Manlio Tummolo ha detto...

Non è solo questione tecnica, questo è il punto doloroso, Gilberto carissimo.

Quanto poi ai tecnici, quello che all'inizio ti sembra bravo, poi dopo ti pare una schiappa. La tecnologia informatica comincia ad assumere i connotati della mostruosità, che non si riesce a controllare in pieno.

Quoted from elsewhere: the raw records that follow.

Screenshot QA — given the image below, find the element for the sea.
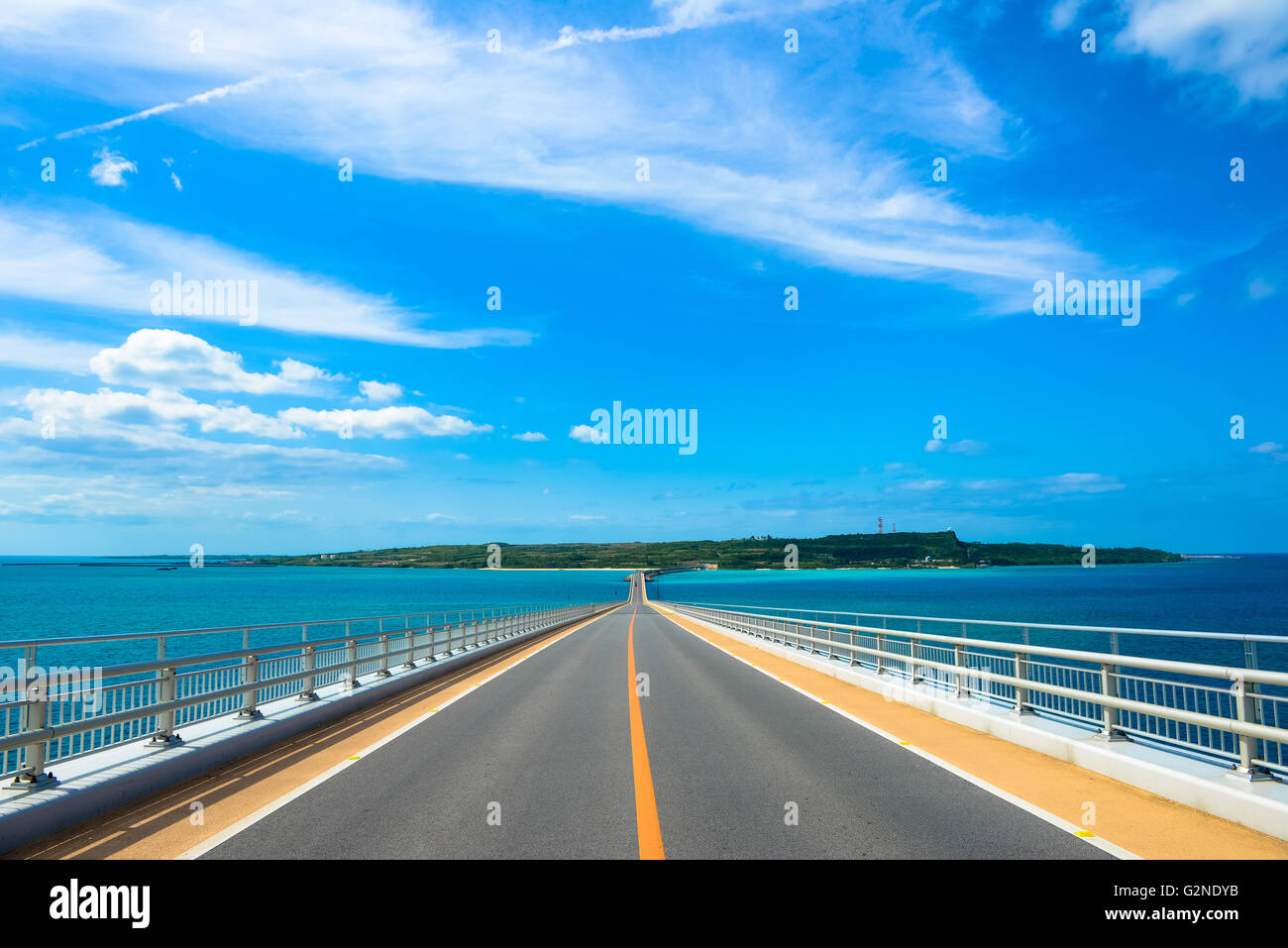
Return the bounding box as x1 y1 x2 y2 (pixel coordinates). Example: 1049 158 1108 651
0 554 1288 671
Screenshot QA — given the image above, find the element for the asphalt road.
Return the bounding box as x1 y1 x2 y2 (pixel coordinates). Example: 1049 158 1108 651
202 581 1112 859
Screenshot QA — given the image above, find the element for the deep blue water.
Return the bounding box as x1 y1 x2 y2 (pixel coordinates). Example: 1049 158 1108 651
0 554 1288 670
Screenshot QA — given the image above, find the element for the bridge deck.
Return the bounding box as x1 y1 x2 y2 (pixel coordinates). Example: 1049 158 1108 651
13 574 1288 859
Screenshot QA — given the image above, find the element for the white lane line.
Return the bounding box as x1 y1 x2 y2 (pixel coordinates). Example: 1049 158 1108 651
175 605 625 859
658 609 1142 859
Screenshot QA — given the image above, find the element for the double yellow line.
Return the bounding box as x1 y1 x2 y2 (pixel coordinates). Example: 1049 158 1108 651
626 605 666 859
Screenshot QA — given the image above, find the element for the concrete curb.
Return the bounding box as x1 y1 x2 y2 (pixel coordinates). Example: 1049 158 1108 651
651 603 1288 840
0 604 621 853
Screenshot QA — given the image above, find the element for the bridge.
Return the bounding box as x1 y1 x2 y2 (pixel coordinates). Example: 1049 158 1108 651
0 571 1288 861
622 567 704 582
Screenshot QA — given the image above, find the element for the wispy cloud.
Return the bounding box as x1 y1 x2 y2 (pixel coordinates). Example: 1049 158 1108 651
89 149 139 188
1118 0 1288 102
89 330 344 394
0 0 1096 305
0 203 532 349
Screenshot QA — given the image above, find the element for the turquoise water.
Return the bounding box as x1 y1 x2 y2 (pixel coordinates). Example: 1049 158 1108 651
0 555 1288 669
651 554 1288 670
0 557 630 666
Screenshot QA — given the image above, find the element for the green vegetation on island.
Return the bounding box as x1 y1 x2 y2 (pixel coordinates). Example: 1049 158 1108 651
242 531 1184 570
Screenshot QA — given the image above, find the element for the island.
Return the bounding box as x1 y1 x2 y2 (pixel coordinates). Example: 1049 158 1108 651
242 531 1185 570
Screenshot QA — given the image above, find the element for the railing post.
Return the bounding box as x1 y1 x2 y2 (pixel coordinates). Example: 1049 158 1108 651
376 619 390 678
237 656 265 720
296 626 318 700
1096 662 1128 741
403 619 417 669
1012 651 1033 715
1231 675 1274 781
953 636 970 698
344 636 358 690
152 664 179 745
12 680 58 790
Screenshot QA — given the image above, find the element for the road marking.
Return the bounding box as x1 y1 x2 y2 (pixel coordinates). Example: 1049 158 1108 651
175 606 623 859
654 606 1141 859
626 605 666 859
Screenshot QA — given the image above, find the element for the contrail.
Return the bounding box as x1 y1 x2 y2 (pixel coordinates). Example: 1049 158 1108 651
18 69 281 151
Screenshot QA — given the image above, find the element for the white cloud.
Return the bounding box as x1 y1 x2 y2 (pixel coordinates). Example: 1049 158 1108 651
1248 277 1275 300
1047 0 1083 30
0 203 532 349
89 330 344 395
1118 0 1288 100
0 0 1098 296
568 425 601 445
924 438 988 455
0 329 99 374
277 406 492 439
23 387 304 438
89 147 139 188
1038 474 1127 494
358 381 403 404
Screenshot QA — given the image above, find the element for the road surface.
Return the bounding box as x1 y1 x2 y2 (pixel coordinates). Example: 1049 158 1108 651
202 577 1112 859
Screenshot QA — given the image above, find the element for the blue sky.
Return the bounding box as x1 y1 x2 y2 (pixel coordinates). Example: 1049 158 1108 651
0 0 1288 555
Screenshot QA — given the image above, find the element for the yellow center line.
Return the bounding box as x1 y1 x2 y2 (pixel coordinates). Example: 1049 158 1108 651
626 605 666 859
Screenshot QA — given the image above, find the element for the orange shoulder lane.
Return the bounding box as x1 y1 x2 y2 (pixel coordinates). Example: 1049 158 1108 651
4 607 618 859
649 601 1288 859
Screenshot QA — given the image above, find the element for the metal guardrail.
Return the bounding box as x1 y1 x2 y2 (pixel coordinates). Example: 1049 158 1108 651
0 603 621 789
660 601 1288 780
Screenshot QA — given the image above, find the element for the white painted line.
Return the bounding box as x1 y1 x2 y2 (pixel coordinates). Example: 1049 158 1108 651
658 609 1142 859
175 609 618 859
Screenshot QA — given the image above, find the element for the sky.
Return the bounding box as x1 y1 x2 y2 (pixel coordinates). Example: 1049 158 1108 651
0 0 1288 555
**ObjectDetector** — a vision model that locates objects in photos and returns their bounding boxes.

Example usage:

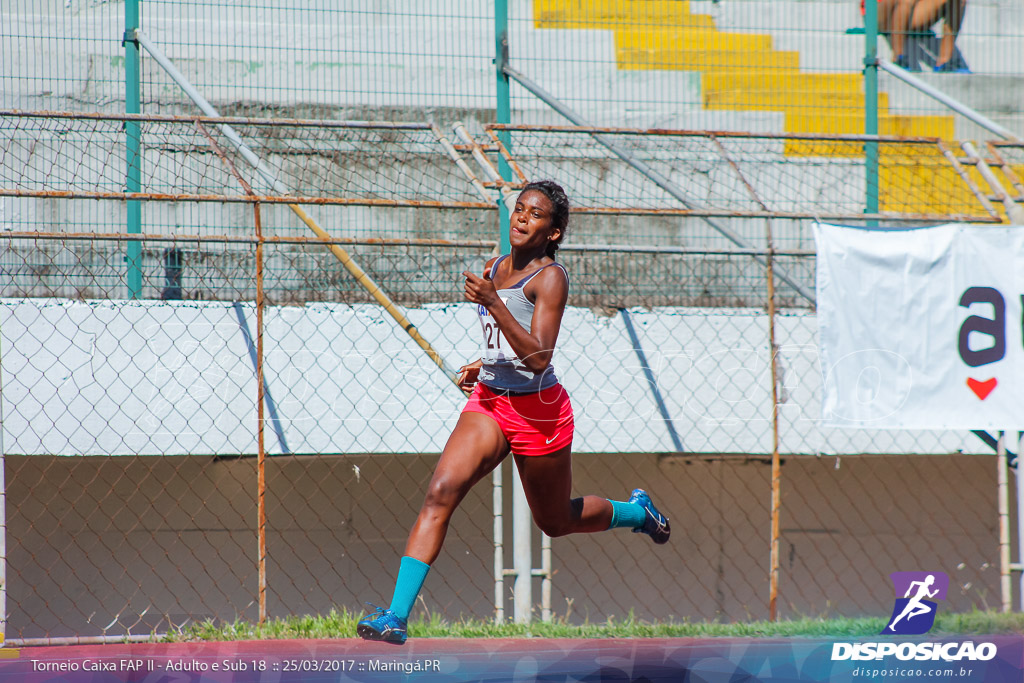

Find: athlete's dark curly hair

[519,180,569,258]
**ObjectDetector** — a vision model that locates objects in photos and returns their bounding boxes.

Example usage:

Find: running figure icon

[888,573,939,633]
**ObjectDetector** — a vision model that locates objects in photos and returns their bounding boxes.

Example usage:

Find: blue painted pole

[864,0,879,227]
[122,0,142,299]
[495,0,514,254]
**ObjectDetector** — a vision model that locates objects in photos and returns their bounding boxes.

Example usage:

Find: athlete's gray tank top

[477,255,569,393]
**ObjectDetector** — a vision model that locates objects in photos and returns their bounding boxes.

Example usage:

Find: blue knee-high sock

[391,555,430,620]
[608,501,647,528]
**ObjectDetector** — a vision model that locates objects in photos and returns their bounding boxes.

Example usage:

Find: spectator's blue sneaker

[355,602,409,645]
[629,488,672,545]
[934,59,971,74]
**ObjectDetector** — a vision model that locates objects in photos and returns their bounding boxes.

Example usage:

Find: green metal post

[122,0,142,299]
[864,0,879,225]
[495,0,514,254]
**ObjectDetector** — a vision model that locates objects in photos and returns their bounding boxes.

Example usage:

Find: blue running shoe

[629,488,672,545]
[355,602,409,645]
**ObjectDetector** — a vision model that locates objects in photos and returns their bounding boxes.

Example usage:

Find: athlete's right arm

[459,358,483,393]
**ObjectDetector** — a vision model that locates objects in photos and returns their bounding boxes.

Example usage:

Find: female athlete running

[356,180,670,644]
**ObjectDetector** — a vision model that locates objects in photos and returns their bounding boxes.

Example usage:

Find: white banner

[814,224,1024,430]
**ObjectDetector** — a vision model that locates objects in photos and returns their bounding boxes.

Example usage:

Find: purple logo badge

[882,571,949,636]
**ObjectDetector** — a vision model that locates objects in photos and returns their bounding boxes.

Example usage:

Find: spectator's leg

[879,0,918,62]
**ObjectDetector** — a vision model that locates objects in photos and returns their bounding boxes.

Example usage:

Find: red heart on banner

[967,377,998,400]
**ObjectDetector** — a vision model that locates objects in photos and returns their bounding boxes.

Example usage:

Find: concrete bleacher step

[534,0,715,29]
[785,111,953,140]
[701,71,864,94]
[702,88,889,115]
[616,48,800,74]
[615,27,773,51]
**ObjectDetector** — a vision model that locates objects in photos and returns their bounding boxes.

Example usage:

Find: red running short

[462,382,573,456]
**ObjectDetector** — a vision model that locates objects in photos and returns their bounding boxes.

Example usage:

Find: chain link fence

[0,0,1024,642]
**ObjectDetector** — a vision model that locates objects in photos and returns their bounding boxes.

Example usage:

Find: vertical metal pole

[122,0,142,299]
[1017,432,1024,611]
[995,432,1013,612]
[495,0,515,254]
[864,0,879,225]
[541,532,551,622]
[492,463,505,625]
[765,220,782,622]
[0,307,7,645]
[512,466,534,624]
[253,204,266,624]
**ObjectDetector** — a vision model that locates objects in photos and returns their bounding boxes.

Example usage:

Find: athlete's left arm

[520,266,569,373]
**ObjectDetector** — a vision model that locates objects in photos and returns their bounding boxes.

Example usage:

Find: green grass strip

[161,609,1024,642]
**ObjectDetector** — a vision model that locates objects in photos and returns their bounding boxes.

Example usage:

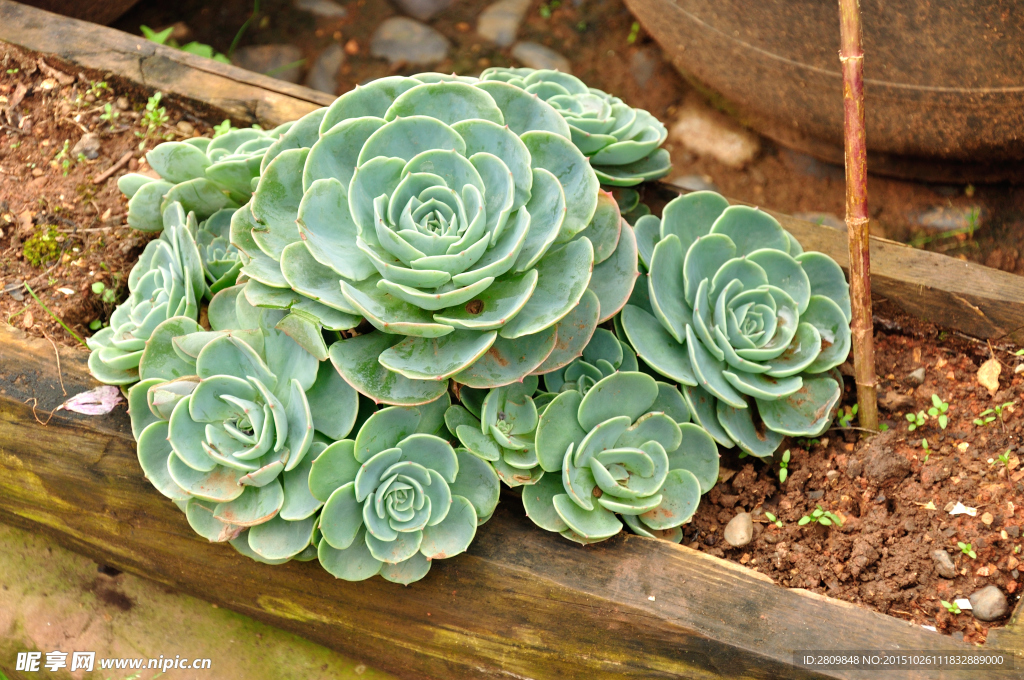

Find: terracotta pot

Vito Vignera da Catania ha detto...

Carissimo Gilberto posso solo farti i soliti complimenti,un articolo quasi politichese,di un bel "paese" trasformato in una povera Italia e di come ci siamo ridotti,di come siamo caduti in basso, purtroppo per colpa di quei politici che promettono ma non mantengono,parlano di riforme e non accade nulla, nessun cambiamento istituzionale,partiti che muoiono e partiti che rinascono dalle proprie ceneri,tutto questo per governare un paese convalescente,e per fortuna che è arrivato il Dottor Renzi che ha la cura per risollevare il malato "Italia",sperando che non sia il solito politico che parla tanto e di "fatti" non si vede nulla.Il tuo umile scudiero ti abbraccia sempre con affetto caro amico.

Anonimo ha detto...

Caro Vito, amico e scudiero.
Mi sa che tra non molto dovrai reggere il moccolo più che lo scudo. Ormai è buio pesto. Qualcuno è ottimista e dice che siamo fuori dalla crisi. Più che un paese convalescente a ma sembra un paese comatoso. La speranza è sempre l'ultima a morire.